Наконец-таки и сюда, на край земли, пришла весна, через торфяные озёра и еловые леса, пёстрые тундры и белые ручьи, тяжёлые морские туманы и шельфовые острова. Она пришла внезапно, вместе с разрушением заключающей в себе сушу ледяной скорлупы, которую снесли в океан разбуженные солнцем горные реки. Скорлупа слетела с островного плато с оглушительным рёвом, ворочая прибрежные камни и ровняя утёсы. Вода вскипала у берегов, морские птицы беспокойно кружили в воздухе, издавая плачущие пронзительные крики, дремавшие всю долгую зиму сели пришли в движение, с царапающим шорохом камни стекали вниз, стараясь догнать гибнущий лёд. Через несколько часов всё стихло и можно было спокойно наблюдать преобразившуюся землю, усеянную, словно крошечными бутончиками тюльпанов, жёлтыми почками карликовых берёз.
Вот тогда-то Ждан и обнаружил ровную, мощеную гладким камнем дорогу, уходящую за горизонт. Ждан сразу же вспомнил разговор с Мышалым, в котором тот упомянул о «чёртовой» дороге, не ведущей никуда.
– Будешь у маяка, пойди посмотреть на наш Млечный Путь, чёртову магистраль, ведущую прямёхонько на небеса, – Мышалый поудобнее устроился на стуле и сделал многозначительную паузу. По всему было видно, что он имеет сообщить нечто совершенно исключительное, важное, до сего времени по тем или иным причинам остававшееся вне упоминания.
– Магистраль? Разве здесь есть дороги? – Ждан уже привык, что единственным транспортом на острове является вездеход, да и кому бы пришла идея строить стационарные дороги там, где снег лежит десять месяцев в году.
– Брось ты это, – встрепенулся Петрович, какая дорога? Ну, выложен небольшой пятачок у озера, а ты лучше к маячнику зайди. У того всегда коньячок для хорошего гостя найдётся. Мышалый усмехнулся и даже не обернулся в его сторону.
– Ну, это кому что, кому и пятачка хватит, чтобы спотыкнуться и нос разбить, а кому идти, идти и видеть такое всякое, что никак до конца добраться не выходит.
– Если ты это о себе, то тут дураков нет, – не унимался Петрович. Это всё коньяк, а что маячник липшего болтать не будет, так это нам и так хорошо известно.
Мышалый явно был настроен на продолжение разговора о загадочной дороге, но вести беседу при Петровиче ему тоже не хотелось. Однако ни завтра, ни потом, Мышалый не возобновил темы, которой он явно желал удивить Ждана, и к которой, безусловно, имел некоторое касательство. Но Мышалый не упоминал о дороге вовсе, точно и не было того начатого разговора. Да и никто и никогда не говорил ни о какой дороге, но ведь если она была, то всяк бы должен был уведомить Ждана, о ней, как о местной достопримечательности. «Сойдёт снег, там буду, и сам посмотрю», – решил Ждан и перестал думать об этом.
Дорога была вымощена тёмным гладким камнем и начиналась непосредственно от воды. Булыжники тесно примыкали друг к другу, почти без зазора, а дорожный край представлял собой ровную линию, выложенную крупной морской галькой. Дорога тянулась очень далеко, к горизонту, и действительно создавалось впечатление, что она поднимается к небу. Собственно, ничего такого особенного в увиденном Ждан не обнаружил, разве что каменная мозаика, сливаясь в отдалении в сплошную серую полосу имела необычный перламутровый блеск.
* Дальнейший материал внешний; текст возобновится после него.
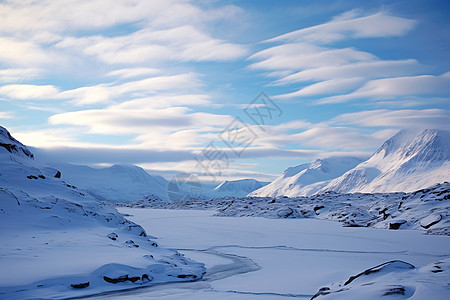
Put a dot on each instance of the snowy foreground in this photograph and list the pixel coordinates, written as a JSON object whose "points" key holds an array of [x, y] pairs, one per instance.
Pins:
{"points": [[58, 241], [259, 258]]}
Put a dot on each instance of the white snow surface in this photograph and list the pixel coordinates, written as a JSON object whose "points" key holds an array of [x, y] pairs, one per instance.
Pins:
{"points": [[57, 237], [425, 209], [406, 162], [118, 183], [307, 179], [236, 188], [259, 258]]}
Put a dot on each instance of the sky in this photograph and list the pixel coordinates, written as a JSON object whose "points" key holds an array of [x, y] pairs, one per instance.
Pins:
{"points": [[221, 89]]}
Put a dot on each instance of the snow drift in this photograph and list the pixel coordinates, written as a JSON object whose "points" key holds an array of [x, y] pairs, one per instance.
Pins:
{"points": [[59, 241]]}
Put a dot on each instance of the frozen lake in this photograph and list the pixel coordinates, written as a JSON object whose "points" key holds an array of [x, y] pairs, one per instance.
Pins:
{"points": [[259, 258]]}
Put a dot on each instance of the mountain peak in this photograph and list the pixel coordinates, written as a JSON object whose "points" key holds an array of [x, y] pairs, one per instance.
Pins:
{"points": [[12, 145]]}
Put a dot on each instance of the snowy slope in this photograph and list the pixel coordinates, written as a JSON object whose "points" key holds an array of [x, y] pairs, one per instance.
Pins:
{"points": [[393, 280], [237, 188], [307, 179], [118, 183], [425, 209], [58, 241], [406, 162]]}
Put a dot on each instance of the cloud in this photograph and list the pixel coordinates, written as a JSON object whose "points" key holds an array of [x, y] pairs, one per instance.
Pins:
{"points": [[22, 53], [324, 87], [351, 26], [167, 100], [134, 72], [116, 120], [304, 56], [17, 75], [29, 91], [366, 69], [407, 118], [69, 15], [184, 43], [105, 93], [392, 88], [7, 115]]}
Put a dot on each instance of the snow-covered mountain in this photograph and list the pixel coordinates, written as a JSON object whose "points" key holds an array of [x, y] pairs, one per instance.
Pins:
{"points": [[307, 179], [237, 188], [58, 241], [118, 183], [406, 162]]}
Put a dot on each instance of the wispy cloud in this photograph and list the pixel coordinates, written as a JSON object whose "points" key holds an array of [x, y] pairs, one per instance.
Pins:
{"points": [[407, 118], [396, 87], [19, 74], [351, 25], [29, 91]]}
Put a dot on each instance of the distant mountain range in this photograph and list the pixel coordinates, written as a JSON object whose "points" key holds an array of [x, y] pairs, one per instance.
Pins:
{"points": [[118, 183], [237, 188], [406, 162]]}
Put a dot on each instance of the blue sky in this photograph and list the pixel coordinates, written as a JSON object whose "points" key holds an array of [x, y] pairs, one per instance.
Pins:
{"points": [[165, 84]]}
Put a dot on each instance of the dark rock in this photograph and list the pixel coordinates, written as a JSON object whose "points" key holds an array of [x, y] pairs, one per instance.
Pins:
{"points": [[398, 290], [398, 263], [322, 291], [113, 236], [80, 285], [146, 277], [115, 280], [396, 224], [131, 243], [318, 208], [190, 276], [134, 279], [430, 220]]}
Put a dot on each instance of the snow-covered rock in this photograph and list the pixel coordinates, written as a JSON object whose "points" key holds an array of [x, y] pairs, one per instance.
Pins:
{"points": [[58, 241], [118, 183], [393, 280], [404, 163], [307, 179], [236, 188], [379, 210]]}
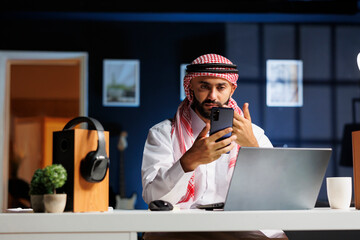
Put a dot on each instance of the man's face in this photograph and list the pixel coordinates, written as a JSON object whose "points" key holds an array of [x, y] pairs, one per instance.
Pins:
{"points": [[210, 92]]}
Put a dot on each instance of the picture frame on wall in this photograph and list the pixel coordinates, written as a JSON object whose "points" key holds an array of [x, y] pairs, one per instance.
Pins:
{"points": [[182, 75], [121, 83], [284, 83]]}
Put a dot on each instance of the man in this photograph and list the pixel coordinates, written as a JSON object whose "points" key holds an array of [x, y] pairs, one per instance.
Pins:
{"points": [[182, 164]]}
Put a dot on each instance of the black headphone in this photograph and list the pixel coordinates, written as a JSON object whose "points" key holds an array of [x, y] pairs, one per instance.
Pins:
{"points": [[96, 163]]}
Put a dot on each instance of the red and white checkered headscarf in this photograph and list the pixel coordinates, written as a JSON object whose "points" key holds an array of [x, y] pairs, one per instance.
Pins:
{"points": [[181, 130]]}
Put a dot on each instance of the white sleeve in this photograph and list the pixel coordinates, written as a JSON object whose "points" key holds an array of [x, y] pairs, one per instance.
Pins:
{"points": [[162, 176], [260, 136]]}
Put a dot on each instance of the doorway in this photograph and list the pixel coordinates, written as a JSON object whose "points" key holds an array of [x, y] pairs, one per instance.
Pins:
{"points": [[43, 90]]}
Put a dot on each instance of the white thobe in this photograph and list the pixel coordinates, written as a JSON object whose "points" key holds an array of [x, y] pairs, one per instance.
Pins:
{"points": [[163, 177]]}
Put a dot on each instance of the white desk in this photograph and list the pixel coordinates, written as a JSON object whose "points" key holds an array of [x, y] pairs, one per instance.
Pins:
{"points": [[124, 224]]}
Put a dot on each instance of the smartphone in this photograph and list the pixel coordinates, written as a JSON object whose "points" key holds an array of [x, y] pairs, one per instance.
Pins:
{"points": [[220, 119], [210, 207]]}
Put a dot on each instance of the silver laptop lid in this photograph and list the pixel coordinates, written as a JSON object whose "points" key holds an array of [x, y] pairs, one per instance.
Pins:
{"points": [[277, 178]]}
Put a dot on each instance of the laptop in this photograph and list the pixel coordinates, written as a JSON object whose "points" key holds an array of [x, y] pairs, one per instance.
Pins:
{"points": [[275, 179]]}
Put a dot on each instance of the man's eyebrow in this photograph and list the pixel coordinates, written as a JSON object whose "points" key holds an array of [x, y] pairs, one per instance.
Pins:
{"points": [[218, 84]]}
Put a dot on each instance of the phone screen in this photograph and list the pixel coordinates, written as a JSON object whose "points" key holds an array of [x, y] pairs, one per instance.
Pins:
{"points": [[220, 119]]}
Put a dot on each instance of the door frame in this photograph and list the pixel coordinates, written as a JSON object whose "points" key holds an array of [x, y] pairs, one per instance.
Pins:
{"points": [[6, 57]]}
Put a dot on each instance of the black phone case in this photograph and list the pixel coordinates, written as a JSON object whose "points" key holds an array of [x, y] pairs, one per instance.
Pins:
{"points": [[221, 118]]}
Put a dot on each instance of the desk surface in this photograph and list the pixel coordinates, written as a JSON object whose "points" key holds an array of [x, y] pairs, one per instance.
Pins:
{"points": [[184, 220]]}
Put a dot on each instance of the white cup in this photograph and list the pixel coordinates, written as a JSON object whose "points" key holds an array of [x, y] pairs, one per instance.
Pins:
{"points": [[339, 191]]}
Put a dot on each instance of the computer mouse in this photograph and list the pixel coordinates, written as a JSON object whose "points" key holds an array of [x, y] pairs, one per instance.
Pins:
{"points": [[160, 205]]}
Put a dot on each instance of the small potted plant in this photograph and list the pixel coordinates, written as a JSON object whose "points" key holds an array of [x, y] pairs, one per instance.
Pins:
{"points": [[37, 191], [54, 176]]}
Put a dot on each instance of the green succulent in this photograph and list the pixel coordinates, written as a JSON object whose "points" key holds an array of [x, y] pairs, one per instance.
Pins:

Это обстоятельство почему-то очень встревожило Ждана, и, скорее всего, не оттого, что гранит, которым преимущественно была выложена дорога никогда не имеет перламутрового отлива, а, скорее, потому, что перламутр – это тот материал, который Ждан любил больше всего. Так созвучный стихии, его породившей, перламутр никогда не представлялся Ждану мёртвой материей. Вечно переливающийся, мерцающий, он хранил в себе тончайшие мимолётные и вибрирующие радуги моря, его цветные всполохи, чистые и прозрачные цвета, которые нечасто увидишь в окружающем мире. На него можно всегда смотреть сколь угодно долго и можно даже послушать, стоит лишь наклониться к узорчатой створке раковины – покинутой хижине морского моллюска, теперь навечно занятой беспечными фантомами моря.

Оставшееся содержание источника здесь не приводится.